The state capitol in Salt Lake City is roaring. Activists of all ages, even state legislators with squalling babies, have braved a Saturday snowstorm to gather downtown in the imposing and domed Romanesque building. They’re here to protest Utah’s dirty air. “I need to breathe,” a toddling girl’s sign reads in scribbled marker. The issue is particularly pertinent today. We’re caught in an inversion — cold air has trapped dirty smog in the valley where a million people live, causing tightness in the chest with each breath.

Because so many districts are affected, clean air is becoming the PC way to talk about climate change in Utah. The two issues overlap: Eliminating most of the fine particulate matter in dirty air (the gross stuff, so to speak) would come about by lowering greenhouse gas emissions and reducing other pollutants, which in turn would decrease the state’s contribution to climate change. So, it’s all good — cleaner air would mean Utah is doing its small bit to reduce the rate at which our planet warms.

I think it’s ridiculous that the [Utah] government thinks that porn is more of a health crisis than our air quality.
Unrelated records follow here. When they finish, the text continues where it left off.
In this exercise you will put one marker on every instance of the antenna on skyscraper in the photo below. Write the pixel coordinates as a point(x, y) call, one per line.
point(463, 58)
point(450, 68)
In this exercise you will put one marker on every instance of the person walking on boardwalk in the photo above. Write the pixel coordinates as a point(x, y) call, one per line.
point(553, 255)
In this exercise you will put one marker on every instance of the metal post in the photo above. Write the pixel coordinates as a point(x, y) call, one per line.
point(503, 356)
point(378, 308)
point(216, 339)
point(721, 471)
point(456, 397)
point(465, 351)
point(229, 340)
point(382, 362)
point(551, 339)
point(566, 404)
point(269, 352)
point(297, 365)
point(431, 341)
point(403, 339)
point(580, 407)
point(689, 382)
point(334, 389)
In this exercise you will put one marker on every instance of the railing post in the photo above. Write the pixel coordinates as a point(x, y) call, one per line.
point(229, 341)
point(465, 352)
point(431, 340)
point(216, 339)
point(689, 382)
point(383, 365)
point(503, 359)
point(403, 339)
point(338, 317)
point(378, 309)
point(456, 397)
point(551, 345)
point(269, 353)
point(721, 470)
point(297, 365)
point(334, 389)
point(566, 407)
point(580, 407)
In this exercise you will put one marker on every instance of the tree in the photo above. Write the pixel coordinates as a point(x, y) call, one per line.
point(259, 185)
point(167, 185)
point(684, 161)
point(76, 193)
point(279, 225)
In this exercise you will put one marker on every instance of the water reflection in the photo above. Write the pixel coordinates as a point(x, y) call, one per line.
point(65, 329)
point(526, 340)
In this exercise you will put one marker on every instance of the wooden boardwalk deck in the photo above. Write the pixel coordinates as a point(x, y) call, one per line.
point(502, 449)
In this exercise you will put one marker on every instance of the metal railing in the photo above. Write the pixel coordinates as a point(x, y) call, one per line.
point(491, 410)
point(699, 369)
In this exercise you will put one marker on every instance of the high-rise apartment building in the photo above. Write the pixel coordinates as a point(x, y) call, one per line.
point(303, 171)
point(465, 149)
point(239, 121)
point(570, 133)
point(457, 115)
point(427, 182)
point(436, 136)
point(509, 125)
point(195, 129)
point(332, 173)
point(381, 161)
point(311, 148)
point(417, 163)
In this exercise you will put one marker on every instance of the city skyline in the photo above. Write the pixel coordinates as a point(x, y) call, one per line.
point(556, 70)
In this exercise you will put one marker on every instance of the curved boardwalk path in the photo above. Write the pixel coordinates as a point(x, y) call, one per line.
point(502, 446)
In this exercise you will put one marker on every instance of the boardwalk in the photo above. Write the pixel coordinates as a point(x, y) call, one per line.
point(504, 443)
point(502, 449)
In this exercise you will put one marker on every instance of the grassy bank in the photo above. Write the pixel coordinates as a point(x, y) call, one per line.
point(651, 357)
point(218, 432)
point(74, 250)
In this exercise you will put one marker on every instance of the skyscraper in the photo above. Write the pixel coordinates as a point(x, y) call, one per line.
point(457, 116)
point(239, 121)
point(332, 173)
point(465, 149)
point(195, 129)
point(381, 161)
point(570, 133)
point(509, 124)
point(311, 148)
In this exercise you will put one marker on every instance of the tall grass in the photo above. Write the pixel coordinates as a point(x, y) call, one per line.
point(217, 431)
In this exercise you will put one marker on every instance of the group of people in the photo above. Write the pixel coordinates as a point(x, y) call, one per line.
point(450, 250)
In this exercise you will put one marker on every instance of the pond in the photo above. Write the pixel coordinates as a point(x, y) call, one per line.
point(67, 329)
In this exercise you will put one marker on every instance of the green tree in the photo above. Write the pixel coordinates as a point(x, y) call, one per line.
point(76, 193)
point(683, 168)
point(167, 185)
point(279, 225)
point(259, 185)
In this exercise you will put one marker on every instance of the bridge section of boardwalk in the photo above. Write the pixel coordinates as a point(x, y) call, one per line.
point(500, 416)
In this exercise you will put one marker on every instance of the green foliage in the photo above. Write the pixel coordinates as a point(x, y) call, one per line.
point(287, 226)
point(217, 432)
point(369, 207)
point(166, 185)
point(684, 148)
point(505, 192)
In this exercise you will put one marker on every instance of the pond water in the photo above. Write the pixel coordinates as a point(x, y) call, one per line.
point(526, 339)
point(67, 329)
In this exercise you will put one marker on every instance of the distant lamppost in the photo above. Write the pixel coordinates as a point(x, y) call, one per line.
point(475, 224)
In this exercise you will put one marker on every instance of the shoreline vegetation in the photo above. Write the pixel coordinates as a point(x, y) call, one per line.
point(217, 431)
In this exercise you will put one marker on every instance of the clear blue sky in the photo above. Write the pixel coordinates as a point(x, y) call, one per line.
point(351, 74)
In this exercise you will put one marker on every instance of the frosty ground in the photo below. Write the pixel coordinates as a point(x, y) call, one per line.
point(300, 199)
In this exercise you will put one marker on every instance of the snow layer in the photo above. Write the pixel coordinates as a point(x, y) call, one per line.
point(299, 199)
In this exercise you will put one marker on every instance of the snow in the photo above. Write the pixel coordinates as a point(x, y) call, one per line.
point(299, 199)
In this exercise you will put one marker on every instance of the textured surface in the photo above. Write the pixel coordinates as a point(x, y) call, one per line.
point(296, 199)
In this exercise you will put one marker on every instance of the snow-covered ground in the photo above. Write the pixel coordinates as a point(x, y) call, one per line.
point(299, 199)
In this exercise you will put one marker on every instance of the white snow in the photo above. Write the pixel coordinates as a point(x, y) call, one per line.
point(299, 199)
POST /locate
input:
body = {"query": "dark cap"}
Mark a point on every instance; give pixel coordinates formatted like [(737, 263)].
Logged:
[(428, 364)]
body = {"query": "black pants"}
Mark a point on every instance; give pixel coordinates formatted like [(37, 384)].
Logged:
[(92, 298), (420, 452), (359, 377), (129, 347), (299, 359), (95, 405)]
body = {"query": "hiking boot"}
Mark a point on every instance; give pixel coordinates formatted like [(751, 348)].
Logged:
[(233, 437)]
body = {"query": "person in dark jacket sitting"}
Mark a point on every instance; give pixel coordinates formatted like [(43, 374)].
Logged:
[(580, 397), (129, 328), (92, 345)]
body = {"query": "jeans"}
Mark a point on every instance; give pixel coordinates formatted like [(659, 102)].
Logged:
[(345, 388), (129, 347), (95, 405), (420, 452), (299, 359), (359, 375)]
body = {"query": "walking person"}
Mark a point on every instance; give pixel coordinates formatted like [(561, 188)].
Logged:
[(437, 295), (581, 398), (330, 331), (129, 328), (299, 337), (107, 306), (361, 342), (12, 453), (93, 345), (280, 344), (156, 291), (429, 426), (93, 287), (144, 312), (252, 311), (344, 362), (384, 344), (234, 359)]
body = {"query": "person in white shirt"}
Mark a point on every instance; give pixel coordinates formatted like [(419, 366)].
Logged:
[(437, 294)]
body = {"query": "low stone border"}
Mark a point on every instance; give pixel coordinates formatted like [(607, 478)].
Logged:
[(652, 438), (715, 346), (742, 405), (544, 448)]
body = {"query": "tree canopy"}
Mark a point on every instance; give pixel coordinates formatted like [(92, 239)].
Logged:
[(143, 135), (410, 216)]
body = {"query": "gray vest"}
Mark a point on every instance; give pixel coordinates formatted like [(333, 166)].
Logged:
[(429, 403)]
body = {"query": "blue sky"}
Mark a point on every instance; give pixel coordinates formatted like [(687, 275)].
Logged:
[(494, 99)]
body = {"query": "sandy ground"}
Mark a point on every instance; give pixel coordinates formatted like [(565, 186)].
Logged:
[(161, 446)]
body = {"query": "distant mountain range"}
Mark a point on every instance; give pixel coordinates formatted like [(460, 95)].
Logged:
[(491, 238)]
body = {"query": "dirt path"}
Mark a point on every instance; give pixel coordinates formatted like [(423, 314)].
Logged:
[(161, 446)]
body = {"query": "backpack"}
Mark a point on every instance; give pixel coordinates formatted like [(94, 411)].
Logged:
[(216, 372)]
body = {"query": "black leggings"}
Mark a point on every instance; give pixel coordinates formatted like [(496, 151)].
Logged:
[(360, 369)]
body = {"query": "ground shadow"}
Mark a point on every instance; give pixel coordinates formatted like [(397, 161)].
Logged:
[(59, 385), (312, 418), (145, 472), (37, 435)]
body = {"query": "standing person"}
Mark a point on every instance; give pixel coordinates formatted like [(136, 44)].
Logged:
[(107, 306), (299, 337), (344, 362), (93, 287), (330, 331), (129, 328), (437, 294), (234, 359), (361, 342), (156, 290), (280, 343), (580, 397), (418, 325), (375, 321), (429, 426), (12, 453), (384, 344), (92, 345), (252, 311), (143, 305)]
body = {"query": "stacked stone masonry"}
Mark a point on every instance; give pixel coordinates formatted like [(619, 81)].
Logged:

Utah citizen Caroline Lewis

But that term — climate change — remains politically fraught. It’s not the good people of Utah who are denying climate change is occurring; according to a 2015 study, some 80 percent of respondents in the state believe the warming trend is real. It’s the state’s political leaders who remain cautious about acknowledging what seems glaringly obvious to many. As far as affirming that lousy air quality “is the result of climate change,” says Gary Edwards, the executive director of the Salt Lake County Health Department, “[state legislators] are not at that point.”

Whether pols dodge the dreaded term or not, momentum is building to scrub Utah’s air — and mostly with bipartisan support. In this year’s legislative session, political leaders introduced multiple bills that range from encouraging drivers to consider smog ratings when buying a vehicle to limiting emissions of fine particulate matter. And the legislature approved $1.3 million for new air-quality sensors, plus more, including funds for cleaner public transportation and the creation of an Air Quality Policy Advisory Board. There’s also past progress: “The Utah legislature passed more clean-air legislation in 2014 than in the previous 100 years combined,” Republican State Senator Todd Weiler says. Aroused citizens have formed groups like Utah Moms for Clean Air — its about page explains that members intend to harness “the power of moms to clean up Utah’s dirty air.” Meanwhile, researchers at the University of Utah and other educational institutions are studying the science behind the contentious issue. “My constituents and everyone’s are forced to breathe the dirty air,” Weiler says. “That’s something you can measure. Nobody’s denying we have bad air days.”

Still, not everyone feels that government is moving fast enough when it comes to doing something about it. Last year, antiporn advocates saw a victory. A state resolution designated it a public health crisis. “I think it’s ridiculous that the government thinks that porn is more of a health crisis than our air quality,” Caroline Lewis, a Utahn who attended the protest on the state capitol, tells OZY.

In Utah, the biggest air polluters are vehicles, State House Representative Patrice Arent says. According to researchers from USC and Harvard, air pollution can be linked to heart attacks, strokes and irregular heart rhythms. And Dr. Brian Moench of the Utah Physicians for a Healthy Environment notes that 1,000 to 2,000 Utahns die prematurely every year because of air pollution.

The problem has become so chronic that some residents of Salt Lake City determine their daily routine based on air quality. University of Utah researcher Dr. Logan Mitchell checks the smog status each morning before deciding whether to ride his bike to work, take the bus or telecommute.

The EPA has found multiple Utah counties in violation of federal standards for air quality. So who should be on the cleanup crew? Why, the Trump administration, of course, says an editorial in the Salt Lake City Tribune. What cleanup? asks Scott Pruitt, head of the EPA. The recently confirmed environmental chief might go toe-to-toe with California over the state’s plan to reduce auto emissions.

That may not sit well with Utah’s residents, many of whom see dirty air as a personal threat and are looking for solutions. For inspiration, smog busters in the Beehive State could peer into the brown cloud shrouding China, where some of the greatest climate-change wins have piggybacked on clean-air activism, not abstract notions of planetary health, Mitchell speculates. “Air quality is the reason” China pledged to participate in the Paris Agreement, the climate accord that Obama signed in December 2015, Mitchell says. “Their citizens are demanding it. They have crazy dirty air, and they realize they’re killing their citizens.”

Back in Utah, the rhetoric that may work best brings children into the equation. State Senator Jim Dabakis attended the clean-air rally at the state capitol wearing a suit. He became fiery when asked what he was going to do — wheeze, wheeze — about the problem. Few like it when a politician answers a question with a question, especially a rhetorical one. Nevertheless, Dabakis’ most forceful response landed hard: “If you knew your own child was being poisoned, how high a priority would that be?”